Suoi sono gli arrangiamenti di “Pane e tempesta” e “Il museo dell’innocenza” (Paolo Damiani), “La donna di cristallo” (Cristina Zavalloni), “Radar Band plays Nino Rota” e “Da Istanbul a Napoli” (Cartagena Music Festival), “Diario del ritorno” (Corciano Festival) e “Sera d’autunno” (Trento Jazz).
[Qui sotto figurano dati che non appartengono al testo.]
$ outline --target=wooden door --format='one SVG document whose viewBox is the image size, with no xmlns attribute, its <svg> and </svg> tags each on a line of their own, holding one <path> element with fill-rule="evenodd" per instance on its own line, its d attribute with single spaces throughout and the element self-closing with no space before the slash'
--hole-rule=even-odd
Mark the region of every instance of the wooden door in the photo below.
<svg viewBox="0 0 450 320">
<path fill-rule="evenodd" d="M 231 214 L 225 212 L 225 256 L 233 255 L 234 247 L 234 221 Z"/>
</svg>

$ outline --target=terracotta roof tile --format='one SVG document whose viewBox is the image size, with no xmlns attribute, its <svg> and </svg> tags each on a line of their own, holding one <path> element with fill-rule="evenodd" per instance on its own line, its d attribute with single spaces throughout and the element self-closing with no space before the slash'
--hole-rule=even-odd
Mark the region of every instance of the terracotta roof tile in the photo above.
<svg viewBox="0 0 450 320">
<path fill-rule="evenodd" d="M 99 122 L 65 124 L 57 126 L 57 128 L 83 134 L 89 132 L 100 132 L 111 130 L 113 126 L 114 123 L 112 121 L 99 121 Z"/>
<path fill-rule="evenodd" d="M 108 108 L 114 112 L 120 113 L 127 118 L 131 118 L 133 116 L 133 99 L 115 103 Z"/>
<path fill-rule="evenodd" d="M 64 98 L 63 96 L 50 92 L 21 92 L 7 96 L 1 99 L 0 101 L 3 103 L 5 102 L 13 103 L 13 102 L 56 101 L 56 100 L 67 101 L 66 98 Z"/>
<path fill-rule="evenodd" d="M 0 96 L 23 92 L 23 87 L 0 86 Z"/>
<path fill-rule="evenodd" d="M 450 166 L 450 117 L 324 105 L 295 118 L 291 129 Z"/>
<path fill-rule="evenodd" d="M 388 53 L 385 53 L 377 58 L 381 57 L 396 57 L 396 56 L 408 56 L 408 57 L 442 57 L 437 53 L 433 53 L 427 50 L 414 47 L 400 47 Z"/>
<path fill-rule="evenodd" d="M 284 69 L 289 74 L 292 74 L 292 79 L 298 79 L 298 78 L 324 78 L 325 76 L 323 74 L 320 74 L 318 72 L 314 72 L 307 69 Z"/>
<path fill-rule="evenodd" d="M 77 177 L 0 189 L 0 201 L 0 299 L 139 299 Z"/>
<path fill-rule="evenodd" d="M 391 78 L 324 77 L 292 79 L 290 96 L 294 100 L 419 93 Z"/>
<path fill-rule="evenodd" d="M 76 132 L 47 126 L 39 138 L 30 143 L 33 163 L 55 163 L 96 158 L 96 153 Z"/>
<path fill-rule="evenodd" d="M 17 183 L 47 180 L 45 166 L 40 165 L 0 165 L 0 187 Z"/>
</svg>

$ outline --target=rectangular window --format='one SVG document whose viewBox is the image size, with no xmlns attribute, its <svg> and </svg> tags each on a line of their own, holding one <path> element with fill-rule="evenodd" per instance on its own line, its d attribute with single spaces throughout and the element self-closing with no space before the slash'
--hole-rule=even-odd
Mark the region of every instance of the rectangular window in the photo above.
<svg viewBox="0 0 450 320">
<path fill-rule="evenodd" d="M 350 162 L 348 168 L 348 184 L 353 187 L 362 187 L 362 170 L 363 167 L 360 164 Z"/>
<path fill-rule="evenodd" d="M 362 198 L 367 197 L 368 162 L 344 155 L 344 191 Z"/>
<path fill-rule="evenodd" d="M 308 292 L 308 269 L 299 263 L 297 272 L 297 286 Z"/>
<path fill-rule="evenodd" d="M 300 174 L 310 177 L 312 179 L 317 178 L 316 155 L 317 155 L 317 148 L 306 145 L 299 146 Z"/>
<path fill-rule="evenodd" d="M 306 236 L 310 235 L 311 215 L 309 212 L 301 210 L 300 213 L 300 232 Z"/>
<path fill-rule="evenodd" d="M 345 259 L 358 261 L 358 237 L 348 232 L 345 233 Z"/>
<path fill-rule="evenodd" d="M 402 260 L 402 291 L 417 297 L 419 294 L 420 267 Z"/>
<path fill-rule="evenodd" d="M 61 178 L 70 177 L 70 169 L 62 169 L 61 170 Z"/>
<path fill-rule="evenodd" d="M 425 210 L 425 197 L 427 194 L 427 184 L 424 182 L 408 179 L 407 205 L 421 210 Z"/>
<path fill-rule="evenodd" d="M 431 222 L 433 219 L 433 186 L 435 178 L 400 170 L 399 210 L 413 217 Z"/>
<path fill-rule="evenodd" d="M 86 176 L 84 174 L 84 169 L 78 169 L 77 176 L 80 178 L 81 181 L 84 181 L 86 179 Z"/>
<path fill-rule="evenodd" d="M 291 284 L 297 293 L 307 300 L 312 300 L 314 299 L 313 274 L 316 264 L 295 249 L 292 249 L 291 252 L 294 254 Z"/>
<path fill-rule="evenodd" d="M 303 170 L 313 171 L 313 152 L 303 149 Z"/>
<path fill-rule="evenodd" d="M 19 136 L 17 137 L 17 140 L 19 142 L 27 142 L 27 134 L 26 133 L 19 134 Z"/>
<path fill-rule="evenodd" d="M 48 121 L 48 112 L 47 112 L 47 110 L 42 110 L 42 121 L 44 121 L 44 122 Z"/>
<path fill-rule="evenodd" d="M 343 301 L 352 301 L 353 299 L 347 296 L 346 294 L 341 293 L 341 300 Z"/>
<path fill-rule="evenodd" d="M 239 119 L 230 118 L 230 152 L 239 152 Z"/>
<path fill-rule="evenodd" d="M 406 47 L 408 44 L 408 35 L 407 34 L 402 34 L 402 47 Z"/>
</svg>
Si è esibito in grandi palchi internazionali come Umbria Jazz, Torino Jazz Festival, Jazz at Lincoln Center (NY), Cartagena Music Festival, Casa del Jazz, European Jazz Expo, Maison de la culture de Grenoble, New Morning (Paris), Saalfelden Jazz Festival, Beijing Internationl Jazz Festival, Amiens, Teatro Regio (Torino), Auditorium Parco della Musica.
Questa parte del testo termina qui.